Pozwól sobie na odrobinę przyjemności i regeneruj się jeszcze szybciej. Masaż sportowy uwalnia mięśnie od napięcia, utrzymuje ich elastyczność i zmniejsza lepkość płynów śródmięśniowych, co ułatwia usuwanie z nich zbędnych produktów. Pamiętaj, że to nie zakwasy dokuczają nam po ciężkim treningu, ale opóźniona bolesność mięśniowa – DOMS (ang. delayed onset muscle soreness). Masaż przez przemieszczanie tkanki włóknistej, zmniejszając lepkość, może pomóc w naprawieniu tych mikrouszkodzeń.

Kompresja

Wślizgnij się w ciasne getry lub skarpety, a przyśpieszysz regenerację. Są badania, które jednoznacznie pokazują, że kompresja najskuteczniej działa po biegu, a nie w jego trakcie. Getry z prawidłowo stopniowaną kompresją (najciaśniejsze w okolicy kostek, rozluźniają ce się ku górze) przyspieszyły regenerację uszkodzonych komórek u osób, których nogi mocno pracowały na zbiegach.

Lodowe kąpiele

Wchodzenie do wanny z lodowatą wodą nie brzmi komfortowo, ale chroni przed zapaleniami i wpływa na krążenie. Bieganie, zwłaszcza po zróżnicowanym terenie, doprowadza do wielu pozornie niegroźnych mikrouszkodzeń mięśni i ścięgien. Obniżenie temperatury w takich podatnych na uszkodzenia miejscach nie pozwala na rozwinięcie się w nich stanu zapalnego. Naukowcy uspokajają jednak zmarzluchów, twierdząc, że korzyści można czerpać niekoniecznie z lodowych zanurzeń. Wystarczy chłodniejszy prysznic, o ile woda ma na tyle niską temperaturę, by obniżyć ciepłotę ciała. Można również potraktować ciało wodą o zmiennej temperaturze (na przemian ciepłą i zimną).

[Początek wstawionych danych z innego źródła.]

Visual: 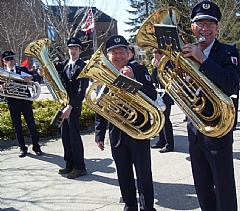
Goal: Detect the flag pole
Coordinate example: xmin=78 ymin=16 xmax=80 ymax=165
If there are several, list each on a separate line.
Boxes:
xmin=92 ymin=9 xmax=97 ymax=53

Regeneracja jest równie ważna, co same treningi. I, w odróżnieniu od biegania, możesz poczuć jej pożądane efekty nawet wtedy, gdy zastosujesz ją choćby w ostatnim miesiącu przygotowań. Nie musisz od razu zmieniać swojego stylu życia na taki, jaki prowadzi elita (no chyba, że Twój pracodawca i rodzina Ci na to pozwolą). Ale nawet niewielkie modyfikacje Twojego planu dnia mogą sprawić, że łatwiej, szybciej i w lepszej kondycji dotrzesz do maty Poznań Maratonu.